Bosnia and Herzegovina faces its worst crisis since ethnic wars in the 1990’s as the country’s Serb region pushes for a referendum that may increase tensions, a European Union official said.
The former Yugoslav republic is made up of the predominantly Serbian entity called Republika Srpska and a Muslim-Croat Federation. Bosnian Serb lawmakers approved on April 13 a referendum that would challenge the authority of the federal judiciary, a move which may increase hostility between the two sides, Inzko, said in a phone interview.
“The U.S. and the EU are saying that Republika Srpska has gone a step too far,” Inzko said on May 10 from Washington D.C. “If they don’t withdraw the decision on the referendum, the international community will have to act. I will have to act.”
Bosnia, a nation of 3.8 million residents wedged between Croatia, Serbia, Montenegro and the Adriatic Sea, was the scene of the worst fighting during the disintegration of Yugoslavia in the 1990s. It has had no federal administration since October elections because Serbs, Croats and Muslims have failed to agree as each nation seeks a dominant position in the Balkan country.
The lack of a government is hampering the economic recovery in a country that aims to join the European Union and is impeding the flow of funds from international-aid donors which are essential to the everyday operation of the state.
Inzko, who represents the U.S., EU and Russia in Bosnia, has the power to annul decisions and even remove officials if he deems they are undermining the U.S.-brokered Dayton peace agreement that in 1995 ended the bloodiest conflict in Europe since World War II.

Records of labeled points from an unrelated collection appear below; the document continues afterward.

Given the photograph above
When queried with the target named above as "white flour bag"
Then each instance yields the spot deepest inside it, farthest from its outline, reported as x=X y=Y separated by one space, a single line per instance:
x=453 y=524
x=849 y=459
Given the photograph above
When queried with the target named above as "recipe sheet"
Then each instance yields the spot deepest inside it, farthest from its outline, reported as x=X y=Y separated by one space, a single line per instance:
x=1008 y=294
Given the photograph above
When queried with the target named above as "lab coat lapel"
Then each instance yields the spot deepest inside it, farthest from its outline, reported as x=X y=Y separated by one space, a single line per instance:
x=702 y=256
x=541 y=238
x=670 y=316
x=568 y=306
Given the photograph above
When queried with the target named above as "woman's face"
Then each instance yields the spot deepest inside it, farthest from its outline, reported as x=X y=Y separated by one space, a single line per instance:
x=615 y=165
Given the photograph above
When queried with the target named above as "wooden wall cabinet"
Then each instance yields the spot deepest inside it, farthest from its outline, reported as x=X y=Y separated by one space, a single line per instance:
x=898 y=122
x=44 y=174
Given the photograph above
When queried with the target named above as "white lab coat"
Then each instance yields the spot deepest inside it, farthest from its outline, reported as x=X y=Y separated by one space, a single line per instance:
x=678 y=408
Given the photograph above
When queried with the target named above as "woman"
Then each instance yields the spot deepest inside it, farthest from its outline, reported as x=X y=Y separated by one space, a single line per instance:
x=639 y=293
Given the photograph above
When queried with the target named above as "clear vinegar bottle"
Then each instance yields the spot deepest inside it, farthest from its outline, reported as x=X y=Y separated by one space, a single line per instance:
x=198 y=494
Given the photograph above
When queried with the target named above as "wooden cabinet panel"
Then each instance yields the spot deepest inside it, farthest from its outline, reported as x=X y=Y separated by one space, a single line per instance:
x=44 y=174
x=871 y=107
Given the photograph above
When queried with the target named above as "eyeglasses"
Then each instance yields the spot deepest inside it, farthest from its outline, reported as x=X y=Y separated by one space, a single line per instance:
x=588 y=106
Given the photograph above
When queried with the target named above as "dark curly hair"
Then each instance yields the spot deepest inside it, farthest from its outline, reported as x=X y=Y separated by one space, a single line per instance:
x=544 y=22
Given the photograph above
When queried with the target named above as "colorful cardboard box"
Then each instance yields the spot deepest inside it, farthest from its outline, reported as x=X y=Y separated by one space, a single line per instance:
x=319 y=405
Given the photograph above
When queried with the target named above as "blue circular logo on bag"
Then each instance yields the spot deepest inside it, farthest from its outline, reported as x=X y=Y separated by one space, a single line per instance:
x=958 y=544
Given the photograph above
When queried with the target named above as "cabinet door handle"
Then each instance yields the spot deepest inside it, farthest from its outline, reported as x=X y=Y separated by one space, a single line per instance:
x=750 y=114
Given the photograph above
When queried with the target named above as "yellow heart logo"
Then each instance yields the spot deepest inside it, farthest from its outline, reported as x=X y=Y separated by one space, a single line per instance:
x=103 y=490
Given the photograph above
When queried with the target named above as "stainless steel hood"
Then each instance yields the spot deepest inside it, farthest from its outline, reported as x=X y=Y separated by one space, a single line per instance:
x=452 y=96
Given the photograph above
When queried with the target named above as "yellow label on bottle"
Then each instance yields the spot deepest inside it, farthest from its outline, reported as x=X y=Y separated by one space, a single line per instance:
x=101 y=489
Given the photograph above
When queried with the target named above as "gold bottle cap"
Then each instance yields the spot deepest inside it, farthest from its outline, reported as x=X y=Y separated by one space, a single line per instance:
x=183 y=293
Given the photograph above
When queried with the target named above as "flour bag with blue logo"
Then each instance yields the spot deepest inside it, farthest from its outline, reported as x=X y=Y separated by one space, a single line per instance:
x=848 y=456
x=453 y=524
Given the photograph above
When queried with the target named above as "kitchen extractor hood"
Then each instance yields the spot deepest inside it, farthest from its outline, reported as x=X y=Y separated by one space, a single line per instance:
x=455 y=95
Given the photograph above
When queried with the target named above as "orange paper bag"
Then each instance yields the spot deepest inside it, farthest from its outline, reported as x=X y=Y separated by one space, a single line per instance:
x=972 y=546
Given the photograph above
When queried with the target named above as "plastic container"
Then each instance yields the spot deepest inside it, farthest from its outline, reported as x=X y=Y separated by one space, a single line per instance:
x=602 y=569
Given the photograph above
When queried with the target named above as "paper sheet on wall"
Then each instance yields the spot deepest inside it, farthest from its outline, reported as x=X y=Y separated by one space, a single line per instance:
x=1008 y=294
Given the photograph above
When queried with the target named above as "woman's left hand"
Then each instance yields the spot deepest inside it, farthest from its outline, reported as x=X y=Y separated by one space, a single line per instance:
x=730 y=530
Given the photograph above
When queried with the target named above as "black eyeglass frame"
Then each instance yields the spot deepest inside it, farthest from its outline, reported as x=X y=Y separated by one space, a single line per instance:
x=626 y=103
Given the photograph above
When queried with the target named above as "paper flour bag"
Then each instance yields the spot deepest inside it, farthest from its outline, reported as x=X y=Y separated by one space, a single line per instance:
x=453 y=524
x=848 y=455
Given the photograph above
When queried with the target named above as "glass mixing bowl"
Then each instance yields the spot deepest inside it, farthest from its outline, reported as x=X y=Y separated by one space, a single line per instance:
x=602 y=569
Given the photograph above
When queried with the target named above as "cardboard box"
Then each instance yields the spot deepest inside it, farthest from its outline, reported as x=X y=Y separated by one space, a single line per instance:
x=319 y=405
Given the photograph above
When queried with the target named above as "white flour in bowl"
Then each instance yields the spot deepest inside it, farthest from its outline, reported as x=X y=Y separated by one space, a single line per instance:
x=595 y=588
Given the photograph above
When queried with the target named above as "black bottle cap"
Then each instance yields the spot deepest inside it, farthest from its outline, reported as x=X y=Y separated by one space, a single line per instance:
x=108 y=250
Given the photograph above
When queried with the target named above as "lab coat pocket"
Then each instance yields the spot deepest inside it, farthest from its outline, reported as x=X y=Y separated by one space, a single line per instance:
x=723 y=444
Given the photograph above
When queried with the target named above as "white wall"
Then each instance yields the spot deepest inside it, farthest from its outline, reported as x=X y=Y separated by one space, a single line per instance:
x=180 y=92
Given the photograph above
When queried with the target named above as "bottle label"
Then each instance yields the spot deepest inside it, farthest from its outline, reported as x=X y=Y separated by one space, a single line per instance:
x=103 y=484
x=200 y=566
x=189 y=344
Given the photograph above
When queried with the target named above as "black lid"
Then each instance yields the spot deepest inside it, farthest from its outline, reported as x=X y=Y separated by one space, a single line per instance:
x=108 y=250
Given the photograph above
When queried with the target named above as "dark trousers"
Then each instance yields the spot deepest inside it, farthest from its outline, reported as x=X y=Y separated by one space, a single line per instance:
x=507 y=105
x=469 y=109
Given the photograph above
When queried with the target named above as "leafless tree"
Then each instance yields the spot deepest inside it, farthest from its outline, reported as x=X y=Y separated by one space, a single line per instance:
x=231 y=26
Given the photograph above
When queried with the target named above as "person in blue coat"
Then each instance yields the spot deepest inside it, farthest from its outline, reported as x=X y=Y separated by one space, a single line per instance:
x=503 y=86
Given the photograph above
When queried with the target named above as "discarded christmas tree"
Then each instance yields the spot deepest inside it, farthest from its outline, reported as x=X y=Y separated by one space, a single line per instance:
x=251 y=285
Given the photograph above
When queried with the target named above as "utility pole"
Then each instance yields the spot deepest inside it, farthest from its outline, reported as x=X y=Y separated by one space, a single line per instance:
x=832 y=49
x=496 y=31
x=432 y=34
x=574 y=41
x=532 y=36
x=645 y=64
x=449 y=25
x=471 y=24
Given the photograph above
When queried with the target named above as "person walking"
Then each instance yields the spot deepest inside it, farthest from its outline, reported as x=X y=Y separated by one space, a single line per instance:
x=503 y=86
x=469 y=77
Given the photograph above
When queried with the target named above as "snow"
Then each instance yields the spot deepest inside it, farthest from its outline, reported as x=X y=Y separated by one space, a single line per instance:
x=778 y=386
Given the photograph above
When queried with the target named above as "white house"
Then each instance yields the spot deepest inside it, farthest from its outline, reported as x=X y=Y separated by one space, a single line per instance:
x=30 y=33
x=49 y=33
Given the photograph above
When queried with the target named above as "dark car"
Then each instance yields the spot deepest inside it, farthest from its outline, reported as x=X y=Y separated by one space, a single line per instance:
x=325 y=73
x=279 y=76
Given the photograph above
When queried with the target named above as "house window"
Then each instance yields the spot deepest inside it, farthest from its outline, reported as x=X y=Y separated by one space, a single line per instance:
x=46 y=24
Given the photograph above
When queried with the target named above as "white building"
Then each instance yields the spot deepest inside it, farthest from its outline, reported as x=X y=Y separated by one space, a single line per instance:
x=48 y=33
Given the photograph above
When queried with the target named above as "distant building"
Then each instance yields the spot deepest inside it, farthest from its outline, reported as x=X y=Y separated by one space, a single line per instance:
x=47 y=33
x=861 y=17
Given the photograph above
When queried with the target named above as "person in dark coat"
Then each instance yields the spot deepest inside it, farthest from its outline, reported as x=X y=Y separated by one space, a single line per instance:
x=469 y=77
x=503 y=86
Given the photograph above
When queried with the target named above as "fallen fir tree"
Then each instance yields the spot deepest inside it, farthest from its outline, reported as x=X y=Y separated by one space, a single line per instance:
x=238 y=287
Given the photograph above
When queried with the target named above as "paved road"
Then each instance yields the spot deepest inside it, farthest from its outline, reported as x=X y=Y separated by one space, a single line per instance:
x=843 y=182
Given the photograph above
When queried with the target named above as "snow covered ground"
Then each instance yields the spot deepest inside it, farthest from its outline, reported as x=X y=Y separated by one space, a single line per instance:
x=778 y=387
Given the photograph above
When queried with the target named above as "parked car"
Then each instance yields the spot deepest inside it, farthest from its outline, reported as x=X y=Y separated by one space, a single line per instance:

Tensions resulting from the referendum could ripple across the region and impact the economies of countries such as Croatia, Montenegro or Serbia, said the Austrian-born diplomat, who has given Republika Srpska until May 13 to withdraw the decision to hold the vote.
“If somebody started thinking that Bosnia may fall apart and if some concrete steps are taken, then we could see the conflict flare up again,” Inzko said. “These countries are tied together and what happens in the neighborhood impacts Bosnia and the other way round. The whole region could become problematic.”
The Balkans are struggling to kick start their economies after the worst recession since the fall of communism saw a stop in capital inflows and investments. Bosnia’s economy advanced 0.9 percent last year and is forecast to expand 3 percent this year, according to the central bank in the capitalSarajevo.
Bosnia is “falling behind” other countries in its efforts to gain EU membership, according to Inzko, and officials should focus on boosting the economy.
“In the last 15 years, Bosnia has lost hundreds of millions of euros as the three nations can’t agree on many things,” Inzko said.
The European Bank for Reconstruction and Development has offered Bosnia 300 million euros ($431 million) to build highways, while the World Bank offered funding to build hydro-power plants, Inzko said. The money hasn’t been used, he said.